As with anyone invested in progress, it’s been a year of victories and frustrations for the first out gay woman elected to the House of Representatives. Baldwin celebrated the passage of the Matthew Shepard Hate Crimes Prevention Act and the credit card accountability act she sponsored was signed into law in February. But pro-gay provisions she added to Obama’s health care bill were cut, and the employment nondiscrimination act, which Baldwin is cosponsoring with Barney Frank, remains mired in Congress.
This year the Human Rights Campaign celebrates its 30th anniversary. As president since 2005, Solmonese oversees the largest LGBT group in the country, numbering more than 750,000 members. Despite criticism because the president does not support gay marriage per se, the HRC hosted Obama at its 2009 annual dinner, which preceded the National Equality March in Washington in October. The event garnered much-needed coverage in mainstream media and momentum and counted Lady Gaga among its guests.
NPH is becoming as well-known a trio of initials as JFK and YSL. Hosting the Emmys, the Tonys, and the Oscars, and serving as a guest judge on American Idol, the former boy MD is, as they say, staging a 360-degree integrated platform. In addition to his role on CBS’s How I Met Your Mother, which has earned him two Golden Globe noms as well as three Emmy nods, the 36-year-old has an upcoming guest spot on Glee and three movies scheduled for 2010. And if anyone can make the just-announced live-action Smurf movie a bona fidehit, it’s him.
His personal fortune is secure (on Forbes’s latest billionaires list, he’s number 828 with a personal wealth of $1.2 billion), but the 68-year-old InterActiveCorp. chairman remains restless. This year, IAC’s The Daily Beast continued to entrench itself online, growing in traffic and buzz; Expedia swung to its first profit ever (nearly $300 million); and Diller signed a deal to develop content with Ben Silverman, the former NBC executive. His latest venture, InstantAction, aims to eliminate DVD video games by delivering complex gaming experiences online
Lambert shattered the glass closet of American Idol, arguably ruining the show itself in the process (this season’s mealymouthed class merely played catch-up), and his kinky American Music Awards performance forced ABC to break out its rule book. His Rolling Stone cover was the mag’s best seller of 2009, and midrange domestic debut sales of For Your Entertainment are only the launching pad for an international career. Who did we talk about before?
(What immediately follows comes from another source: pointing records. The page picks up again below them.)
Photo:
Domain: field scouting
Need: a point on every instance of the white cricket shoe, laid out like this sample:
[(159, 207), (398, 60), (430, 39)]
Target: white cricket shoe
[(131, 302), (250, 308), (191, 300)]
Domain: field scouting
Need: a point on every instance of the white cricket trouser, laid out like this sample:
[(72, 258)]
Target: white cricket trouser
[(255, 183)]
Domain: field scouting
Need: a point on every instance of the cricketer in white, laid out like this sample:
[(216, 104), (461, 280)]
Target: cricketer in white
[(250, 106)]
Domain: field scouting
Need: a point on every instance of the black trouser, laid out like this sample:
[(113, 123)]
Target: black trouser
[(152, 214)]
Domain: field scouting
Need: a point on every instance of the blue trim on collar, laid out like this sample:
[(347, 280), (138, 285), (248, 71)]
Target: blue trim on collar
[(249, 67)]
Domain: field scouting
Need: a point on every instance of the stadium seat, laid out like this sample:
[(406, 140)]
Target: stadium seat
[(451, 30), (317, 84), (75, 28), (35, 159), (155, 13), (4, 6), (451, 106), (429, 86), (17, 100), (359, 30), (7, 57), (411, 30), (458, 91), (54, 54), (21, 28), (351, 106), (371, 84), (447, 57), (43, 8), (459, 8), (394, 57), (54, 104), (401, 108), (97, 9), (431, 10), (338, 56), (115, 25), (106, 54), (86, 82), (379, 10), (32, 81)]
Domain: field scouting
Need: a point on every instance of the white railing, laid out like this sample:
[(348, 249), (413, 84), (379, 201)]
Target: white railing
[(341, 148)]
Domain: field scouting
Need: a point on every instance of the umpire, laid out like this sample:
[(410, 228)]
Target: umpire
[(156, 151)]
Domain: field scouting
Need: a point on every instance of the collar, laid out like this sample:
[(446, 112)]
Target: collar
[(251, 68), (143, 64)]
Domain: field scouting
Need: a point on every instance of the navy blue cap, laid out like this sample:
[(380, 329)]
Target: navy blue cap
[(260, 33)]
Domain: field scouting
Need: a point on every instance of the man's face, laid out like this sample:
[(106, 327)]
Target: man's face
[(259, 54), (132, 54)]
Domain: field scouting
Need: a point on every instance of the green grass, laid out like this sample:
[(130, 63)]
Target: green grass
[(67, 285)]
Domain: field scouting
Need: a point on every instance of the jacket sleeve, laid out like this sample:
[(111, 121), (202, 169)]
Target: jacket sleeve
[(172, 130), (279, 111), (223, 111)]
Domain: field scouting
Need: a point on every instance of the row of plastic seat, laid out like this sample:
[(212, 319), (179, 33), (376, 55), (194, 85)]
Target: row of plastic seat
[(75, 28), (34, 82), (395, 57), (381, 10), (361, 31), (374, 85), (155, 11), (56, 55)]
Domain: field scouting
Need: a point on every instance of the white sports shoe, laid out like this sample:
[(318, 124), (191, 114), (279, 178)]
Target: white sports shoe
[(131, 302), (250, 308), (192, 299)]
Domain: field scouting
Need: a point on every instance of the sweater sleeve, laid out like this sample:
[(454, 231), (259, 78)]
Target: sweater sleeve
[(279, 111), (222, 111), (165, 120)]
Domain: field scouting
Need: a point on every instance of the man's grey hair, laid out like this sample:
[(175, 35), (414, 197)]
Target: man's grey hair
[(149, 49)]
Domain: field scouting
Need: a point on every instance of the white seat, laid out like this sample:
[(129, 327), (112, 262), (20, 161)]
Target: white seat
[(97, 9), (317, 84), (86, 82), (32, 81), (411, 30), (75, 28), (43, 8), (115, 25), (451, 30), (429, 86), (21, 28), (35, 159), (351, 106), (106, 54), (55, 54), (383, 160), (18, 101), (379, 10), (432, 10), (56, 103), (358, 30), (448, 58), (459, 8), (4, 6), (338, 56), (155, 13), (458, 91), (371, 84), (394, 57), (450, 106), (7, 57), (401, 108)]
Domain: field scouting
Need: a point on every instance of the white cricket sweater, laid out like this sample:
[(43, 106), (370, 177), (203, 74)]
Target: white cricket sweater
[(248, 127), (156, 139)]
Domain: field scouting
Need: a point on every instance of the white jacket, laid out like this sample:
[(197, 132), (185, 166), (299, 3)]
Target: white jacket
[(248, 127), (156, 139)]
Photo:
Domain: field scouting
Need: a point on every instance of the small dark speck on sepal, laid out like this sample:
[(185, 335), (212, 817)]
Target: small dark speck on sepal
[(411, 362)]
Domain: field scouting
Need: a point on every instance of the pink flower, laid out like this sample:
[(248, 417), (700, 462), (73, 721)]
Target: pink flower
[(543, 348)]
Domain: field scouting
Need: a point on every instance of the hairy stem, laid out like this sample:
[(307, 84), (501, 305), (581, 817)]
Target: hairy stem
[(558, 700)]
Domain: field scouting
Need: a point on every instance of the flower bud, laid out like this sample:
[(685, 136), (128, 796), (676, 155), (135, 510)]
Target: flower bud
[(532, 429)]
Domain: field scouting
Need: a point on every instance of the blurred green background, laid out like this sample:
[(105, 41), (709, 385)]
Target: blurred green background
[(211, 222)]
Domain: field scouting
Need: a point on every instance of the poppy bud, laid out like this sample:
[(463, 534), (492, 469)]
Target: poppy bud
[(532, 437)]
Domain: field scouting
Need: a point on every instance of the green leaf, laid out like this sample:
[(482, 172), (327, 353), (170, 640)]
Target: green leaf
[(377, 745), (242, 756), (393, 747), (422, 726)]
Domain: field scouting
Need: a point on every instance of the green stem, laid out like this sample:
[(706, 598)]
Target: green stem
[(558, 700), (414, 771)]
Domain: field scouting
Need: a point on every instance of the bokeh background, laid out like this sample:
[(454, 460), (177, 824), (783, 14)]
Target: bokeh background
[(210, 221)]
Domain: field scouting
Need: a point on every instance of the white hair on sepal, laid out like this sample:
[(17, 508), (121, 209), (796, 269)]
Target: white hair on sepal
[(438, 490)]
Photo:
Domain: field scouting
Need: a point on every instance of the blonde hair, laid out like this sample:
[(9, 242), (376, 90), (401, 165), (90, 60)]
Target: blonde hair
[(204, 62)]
Like Obama, her ratings have declined since the end of the presidential campaign, eroding her one-time lead over CNN’s Larry King, but Maddow remains the most compelling voice of liberal dissent on television, memorably mocking the tea party movement, for example, over their obsession with “teabagging.” When asked by The Washington Post whether she was biased when it came to issues such as gays in the military, she replied, “I can’t do the show as a non-gay person. I don’t have that option.”
3. Anderson Cooper
CNN’s Cooper threw himself full-force into covering January’s Haitian earthquake with his usual journalistic rigor, but the sheer scope of the disaster soon revealed a tender side to the steely news anchor that sparked tabloid rumors (quickly dispelled) that he and his companion, New York club owner Benjamin Maisani, were adopting a Haitian child.
As Washington’s highest-ranking gay politician — and one of the bluntest of any stripe — the chairman of the House Financial Services Committee has overseen the dispersal of the bank bailout and economic stimulus, dispatching brush-clearing bitchery along the way (at one town hall meeting, he asked a universal health care opponent, “Ma’am, on what planet do you spend most of your time?”). Unafraid to break rank, he’s spoken out against the health care bill, advocated additional stimulus, and emerged as a rare political creature: a progressive with a visible spine.
Since DeGeneres replaced Paula Abdul as a judge on American Idol in February, millions upon millions of viewers are getting a double dose of the hugely popular talk show host and 12-time Emmy winner. The American Express and Covergirl pitchwoman’s reach is nearly unparalleled, especially after Oprah Winfrey’s announcement that she will be ending her show in 2011. A passionate advocate for marriage equality, an avid opponent of “don’t ask, don’t tell,” and staunch defender of animal rights, DeGeneres’s enormous platform is many an American’s gain.